Investors could miss the boat on sub-Saharan Africa

An impending upswing could mean time is running out for investors without a presence on the continent, according to the head of Angola’s sovereign wealth fund.

With sub-Saharan GDP on a strong upward growth trajectory, private equity firms wanting to deploy capital in the region may need to act fast to maximise returns.

While existing sub-Saharan investors must be licking their lips in anticipation, others may be ruing a missed opportunity to take advantage of subdued valuations. Fundo Soberano de Angola, the country’s $5.1 billion sovereign wealth fund, hopes to catch these macroeconomic tailwinds by raising its private equity deployment more than sixfold to $3 billion by 2020.

“In the case of Angola, we’ve looked at these last five years as years when the private sector should have invested,” José Filomeno dos Santos, chairman of FSDA, tells Private Equity International. “Or at least should have focused on positioning itself in specific industries… to be poised for better prospects in the future.” In September, FSDA announced it had turned a profit for the first time since it was established in 2012, with strong performances in agriculture and infrastructure. The former has already contributed to GDP growth in Ethiopia, sub-Saharan Africa’s second-most populous country, which is expected to rise to 11 percent.

More commodity-based economies, such as Nigeria, Sierra Leone and Uganda, may also see a gradual return to form as prices recover from a sharp decline in recent years, dos Santos notes. “Those which have managed to get those assets at lower prices will obviously benefit.”

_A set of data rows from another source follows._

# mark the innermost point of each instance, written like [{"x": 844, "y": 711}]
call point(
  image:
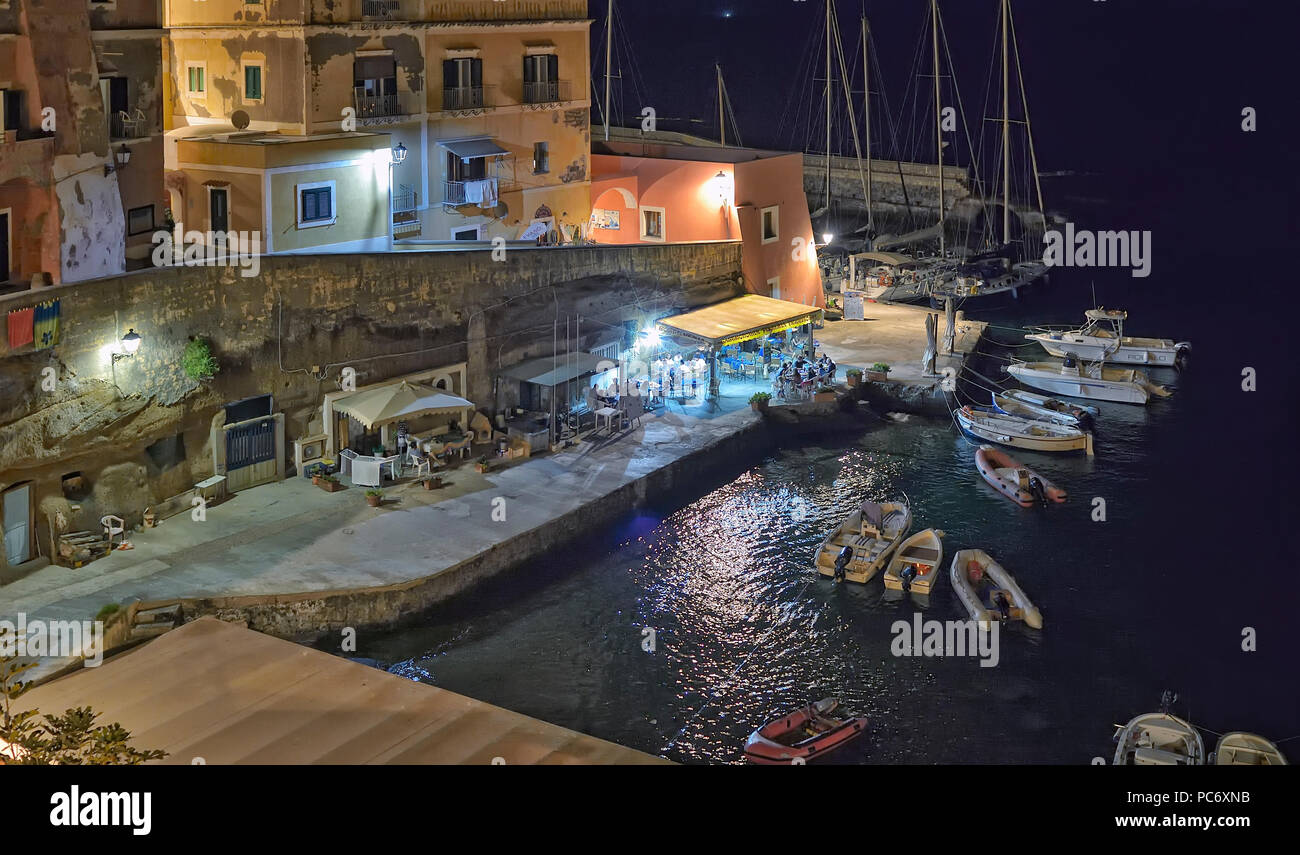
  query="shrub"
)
[{"x": 198, "y": 360}]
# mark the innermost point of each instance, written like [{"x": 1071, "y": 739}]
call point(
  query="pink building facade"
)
[{"x": 649, "y": 192}]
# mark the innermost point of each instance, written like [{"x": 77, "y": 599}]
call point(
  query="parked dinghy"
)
[
  {"x": 1014, "y": 480},
  {"x": 989, "y": 593},
  {"x": 915, "y": 563},
  {"x": 804, "y": 734}
]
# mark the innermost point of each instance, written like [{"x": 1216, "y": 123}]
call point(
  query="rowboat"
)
[
  {"x": 1079, "y": 411},
  {"x": 1246, "y": 749},
  {"x": 1160, "y": 738},
  {"x": 1095, "y": 381},
  {"x": 804, "y": 734},
  {"x": 1009, "y": 406},
  {"x": 914, "y": 565},
  {"x": 1021, "y": 433},
  {"x": 989, "y": 593},
  {"x": 1103, "y": 337},
  {"x": 1014, "y": 480},
  {"x": 859, "y": 547}
]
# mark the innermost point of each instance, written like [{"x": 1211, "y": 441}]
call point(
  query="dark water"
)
[{"x": 1192, "y": 551}]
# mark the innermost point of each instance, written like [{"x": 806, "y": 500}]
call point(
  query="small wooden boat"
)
[
  {"x": 1009, "y": 406},
  {"x": 1246, "y": 749},
  {"x": 1082, "y": 412},
  {"x": 804, "y": 734},
  {"x": 1022, "y": 433},
  {"x": 914, "y": 565},
  {"x": 1160, "y": 738},
  {"x": 989, "y": 593},
  {"x": 861, "y": 546},
  {"x": 1014, "y": 480}
]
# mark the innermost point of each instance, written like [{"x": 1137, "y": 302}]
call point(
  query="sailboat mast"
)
[
  {"x": 722, "y": 116},
  {"x": 609, "y": 56},
  {"x": 939, "y": 124},
  {"x": 1006, "y": 133},
  {"x": 866, "y": 112},
  {"x": 828, "y": 104}
]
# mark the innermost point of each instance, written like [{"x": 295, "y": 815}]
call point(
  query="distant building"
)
[
  {"x": 666, "y": 192},
  {"x": 484, "y": 105},
  {"x": 81, "y": 159}
]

And with the Southern African Venture Capital and Private Equity Association reporting 58.2 billion rand ($4.2 billion; €3.6 billion) of undrawn fund commitments in Africa last year, firms lacking exposure to the region or with high levels of undeployed capital may face a race against the clock to secure targets at attractive valuations.

“It continues to be a good time [to invest], but we believe that this time is going to run out fairly soon – over the next two to three years,” dos Santos says.